Wheeler’s current research focuses on negotiation dynamics, dispute resolution, organizational design, and ethics. He is the editor of the Negotiation Journal and co-director of the Negotiation Pedagogy initiative at the inter-university Program on Negotiation.

Wheeler is the author or co-author of nine books, including most recently, What’s Fair? Ethics for Negotiators (with Carrie Menkel-Meadow), Business Fundamentals in Negotiation, and On Teaching Negotiation. His text Environmental Dispute Resolution (with Lawrence Bacow) won the CPR-ADR’s annual award as the best book on negotiation. He has written numerous articles in both scholarly journals (among them, the Yale Journal of Regulation, the Harvard Negotiation Law Review, and The Journal of Applied Psychoanalytic Studies) and the public press, including The Atlantic Monthly and The New York Times.

He has also written scores of negotiation exercises, cases, notes, and self-assessment tools. These materials cover subjects ranging from nonverbal communication and complexity theory, to the parallels between negotiation strategy and both jazz and war-fighting. He has written extensive case studies of negotiation system design, documenting GE’s “early dispute resolution initiative” and Guinness’s process for approving acquisitions and joint ventures. With colleagues Gerald Zaltman and Kimberlyn Leary, he is investigating emotions and unconscious attitudes that people bring to the bargaining table. With Clark Freshman he is also exploring nonverbal communication and lie detection in negotiation.

Wheeler taught at MIT’s Department of Urban Studies and Planning from 1981 to 1993, where he was Director of Research at MIT’s Center for Real Estate Development. Previously he was Director of Education and Research at the Lincoln Institute of Land Policy and Professor of Law at New England Law School. He has also been a Visiting Professor at the University of Colorado and the Politecnico di Torino, Italy. He has appeared extensively on public television in Boston and elsewhere.

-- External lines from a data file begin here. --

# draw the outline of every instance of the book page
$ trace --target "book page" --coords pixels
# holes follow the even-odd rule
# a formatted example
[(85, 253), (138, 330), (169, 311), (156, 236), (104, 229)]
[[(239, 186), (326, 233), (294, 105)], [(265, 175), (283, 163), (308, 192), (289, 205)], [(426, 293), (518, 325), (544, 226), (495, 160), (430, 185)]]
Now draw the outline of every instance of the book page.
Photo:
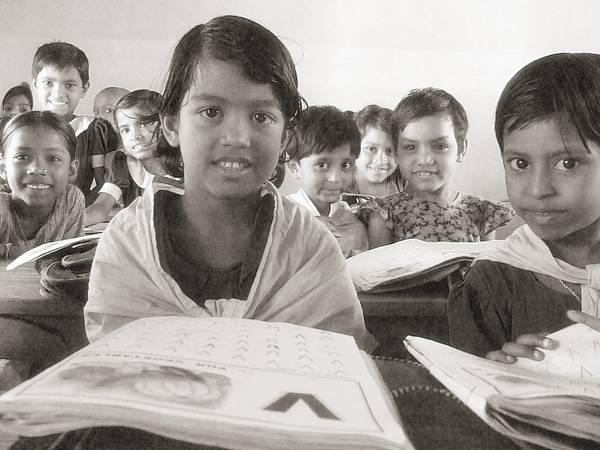
[(515, 398), (583, 395), (600, 399), (600, 333), (575, 324), (550, 335), (559, 342), (542, 361), (503, 364), (428, 339), (408, 336), (407, 349), (480, 417), (495, 394)]
[(466, 261), (502, 241), (425, 242), (406, 239), (359, 253), (346, 260), (356, 288), (374, 287), (426, 272), (443, 264)]
[[(410, 448), (402, 447), (410, 444), (376, 380), (350, 336), (245, 319), (160, 317), (128, 324), (9, 391), (0, 411), (35, 421), (54, 408), (65, 411), (64, 423), (81, 426), (128, 424), (134, 410), (160, 417), (151, 431), (210, 421), (213, 428), (380, 436)], [(97, 410), (86, 421), (90, 406)]]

He holds degrees from Amherst College, Boston University, and Harvard Law School, and was admitted to the Massachusetts bar in 1969. He has been a panelist for the American Arbitration Association, and has served as a mediator or arbitrator in a variety of business and regulatory disputes. He has advised corporate clients, trade organizations, and government agencies on negotiation issues in the United States and abroad.